In my older age I have concluded that love is genuine only where there is affection. Frankly, I’m tired of people telling me that they love me (they mean that they won’t sabotage me) when they possess no warmth concerning me. I’m tired of hearing it said that love someone is to will the best for him (even though you can’t stand him.) In my older age I have concluded that love is love only if affection is present.
Think of what Paul says about love in 1st Corinthian 13: love doesn’t insist on its own way, isn’t resentful, doesn’t gloat when someone else is found to be wrong; love, he says, can endure anything. It all sounds good in the abstract. When we are faced with frustration or betrayal or a public skewering, however, we shall find that love is free of resentment and can “endure anything” only if we are possessed of genuine affection.
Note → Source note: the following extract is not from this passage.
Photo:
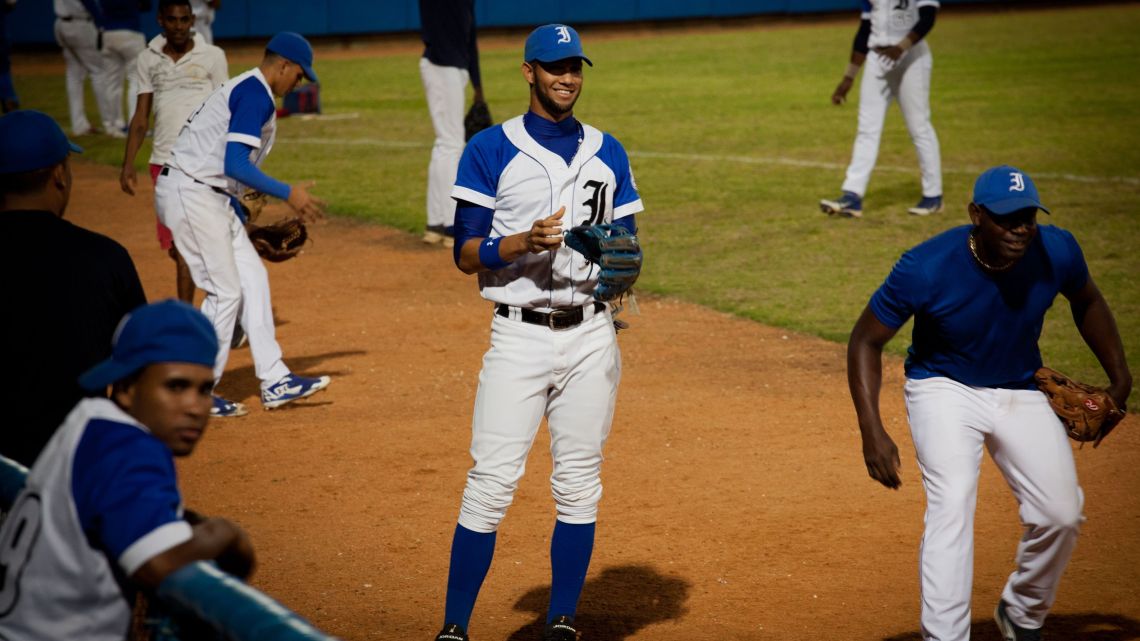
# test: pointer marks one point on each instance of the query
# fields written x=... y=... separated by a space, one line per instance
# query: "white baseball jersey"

Paul told the congregation in Thessalonica that they had become “dear” to him, so dear, in fact, that he gave nothing less than himself to them. He told the people in Corinth that their affection had shrivelled, even as he urged the Christians in Rome to “love one another with affection.”
Dead or stony or frigid hearts in a congregation (at some point this means all of us) have to be stimulated yet again, jolted even, so that the heartbeat of the congregation will always be restored as affection gives rise to those “good deeds” which we otherwise resent having to do.
And what does affection within a congregation have to do with the Day of the Lord, someone asks? This. On the Day the brightness of our Lord’s appearing will bleach away hostility, grudges, resentment. And since this Day is close upon us, our affection must swell in proportion to its proximity. At the same time we must continue to approach God with a sincere heart in full assurance of faith, even as we continue to hold fast the confession of our hope without wavering.